Ocean Acidification is due to Global Warming
My human translator recently told me about a documentary she watched, “A Sea Change,” which is about ocean acidification due to global warming. All I could think was eek, my beak (mouth) and radula (teeth) will start to dissolve soon and they don’t make dentures for octopuses! Also within a few octopus generations (and definitely within your human lifetime), my coral reef may be dead. Yes, the corals that pre-date humans by thousands of years will be gone in a blink of geologic time. Sure the earth and her oceans over millions of years can deal with the rise of temperatures in both the atmosphere and ocean, but ocean acidification may be the straw that broke the camel shrimp’s back.
Ocean Acidification Definition
The ocean acidification definition is that all the little animals and plants that build up the massive coral reefs (which are visible from outer space!) will be gone if the saltwater they live in becomes more acidic and dissolves their calcium carbonate skeletons. My favorite foods, crabs and shrimps, will be gone if they can no longer make their exoskeletons. No longer will my worst nightmares consist of the “baby octopus bowls” served at Japanese restaurants. No, it will be that I have no food to eat, and to boot, no place to live!
Stop destroying my ocean!
One in four ocean creatures lives on a coral reef and I believe there isn’t a more beautiful and productive place on earth. In fact my human translator called coral reefs “heaven in the ocean” after a SCUBA dive in the South Pacific. From what I’ve heard, due to industrialization, humans have caused massive destruction to the beautiful land all across the earth by exploiting her once plentiful resources. I’m not looking forward to what humans can do to the oceans, nor can I ignore what they already have done.

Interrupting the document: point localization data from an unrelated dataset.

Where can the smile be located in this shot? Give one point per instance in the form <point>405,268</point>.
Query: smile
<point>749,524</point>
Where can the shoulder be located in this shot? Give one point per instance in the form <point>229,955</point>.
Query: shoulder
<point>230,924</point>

No part of the once thought of massive, untouchable and exotic oceans are left unscathed by the reaches of man. There is no pristine anything anymore—from pollution caused by runoff from the land, to carbon dioxide and other chemicals spewed into the air that eventually make their way into the oceans (oceans cover more than 70% of the so called “earth”), to the overfishing of large predatory fish. But increasingly (and supposedly) efficient methods of fishing are wiping out entire schools of both small and large fish in a blink of an eye and leaving nothing but millions of fish scales to sink to the bottom of the ocean forever. Don’t get me started about the coral bleaching due to global warming, as seeing dead patches of coral really makes me want to really ink someone!
I’m glad I only live a few years at most. If I successfully reproduce, I hope my offspring will have a healthy coral reef to live on, and food to eat. I hope for your human offspring’s sake they don’t ask someday, “why are there no more coral reefs in the ocean? Or more importantly, “why didn’t you do anything to stop the destruction of the coral reefs?”
You Can Help!!
Fortunately there is still time, and there is still hope. Although only 1% of all the money donated to conservation causes is ocean related, you can make a difference one cent and one dollar at a time. It costs nothing to sign on-line petitions, e-mail your local Senators or Representatives or to just to stay informed (follow my human interpreter on twitter @protectoceans or visit protecttheoceans.org. Tell just one person what you’ve learned today and hopefully someday your grandchildren, after peeking underwater at a coral reef for the first time, or seeing a whale surface and spout in the ocean, will thank you for helping to protect the oceans and its inhabitants from destruction by mankind.